First, we need to find the address of the Hadoop master node.
smerity@pegasus:~/Coding/cs205_ga$ ./elastic-mapreduce-cli/elastic-mapreduce --list --active
j-1F2CSIRBN12TH RUNNING ec2-54-211-14-43.compute-1.amazonaws.com Common Crawl GA: Link Graph
RUNNING Link Graph
The command above tells you that the master node's address is ec2-54-211-14-43.compute-1.amazonaws.com
.
From this, we can run
ssh -L 9100:localhost:9100 -L 8001:localhost:80 [email protected] -i ~/.ssh/amazon/ec2_cloud_east.pem
to connect to the machine. Ensure you substitute your SSH private key as appropriate.
The relevant web pages will be at localhost:8001/ganglia/ and localhost:9100 for Ganglia and the Hadoop job tracker respectively.
The Amazon EMR GUI does show progress logs, but does so in a slow and temperamental fashion. If you want up to the second updates on the status of the job, you either need to use Hadoop's job tracker or view the log files themselves.
# View all of the logs files produced by Hadoop
tail -f /mnt/var/log/hadoop/*
# View just the progress log files
tail -f /mnt/var/log/hadoop/steps/*/syslog
Occasionally you will realize you are either running the wrong job or a job has started acting temperamentally. The Amazon EMR GUI does not provide any options to kill a job in progress. In the worst case, this means we may need to wait for an extremely slow job to complete before we can run our next job with the proper options.

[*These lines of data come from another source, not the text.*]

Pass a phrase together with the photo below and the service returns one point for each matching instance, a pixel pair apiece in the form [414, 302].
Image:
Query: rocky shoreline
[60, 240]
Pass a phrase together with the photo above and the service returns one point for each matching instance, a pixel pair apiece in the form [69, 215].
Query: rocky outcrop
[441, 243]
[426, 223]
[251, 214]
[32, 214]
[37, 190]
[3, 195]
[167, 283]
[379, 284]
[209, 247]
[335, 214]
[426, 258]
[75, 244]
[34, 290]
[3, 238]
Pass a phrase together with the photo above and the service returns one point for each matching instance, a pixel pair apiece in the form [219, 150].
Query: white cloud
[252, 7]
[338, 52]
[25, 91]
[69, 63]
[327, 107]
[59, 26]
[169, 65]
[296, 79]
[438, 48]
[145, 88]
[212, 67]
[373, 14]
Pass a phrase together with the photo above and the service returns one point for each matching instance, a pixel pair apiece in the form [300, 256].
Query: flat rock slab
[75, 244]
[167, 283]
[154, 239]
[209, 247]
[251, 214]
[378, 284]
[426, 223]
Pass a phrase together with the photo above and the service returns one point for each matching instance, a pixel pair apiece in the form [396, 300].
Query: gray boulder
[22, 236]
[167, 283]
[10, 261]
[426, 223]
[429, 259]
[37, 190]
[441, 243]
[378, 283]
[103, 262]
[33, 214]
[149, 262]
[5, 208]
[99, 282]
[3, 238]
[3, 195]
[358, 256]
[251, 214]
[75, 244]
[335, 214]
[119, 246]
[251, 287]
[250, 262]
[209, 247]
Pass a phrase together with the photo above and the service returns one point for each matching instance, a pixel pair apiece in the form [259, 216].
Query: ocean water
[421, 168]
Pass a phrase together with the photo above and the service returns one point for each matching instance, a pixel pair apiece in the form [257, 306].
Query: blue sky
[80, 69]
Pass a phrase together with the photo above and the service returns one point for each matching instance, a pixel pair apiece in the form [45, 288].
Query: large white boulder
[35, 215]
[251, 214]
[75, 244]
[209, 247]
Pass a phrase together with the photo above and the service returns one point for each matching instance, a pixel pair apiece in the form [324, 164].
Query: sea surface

To fix this, we can kill a job by SSHing to the Hadoop master node itself.
hadoop@domU-12-31-38-04-22-65:~$ hadoop job -list
1 jobs currently running
JobId State StartTime UserName Priority SchedulingInfo
job_201312122051_0002 4 1386881935669 hadoop NORMAL NA
Once we know the Job ID of the offending task, we can kill it.
hadoop@domU-12-31-38-04-22-65:~$ hadoop job -kill job_201312122051_0002
Killed job job_201312122051_0002
Other useful commands are listed on the Hadoop manual command guide.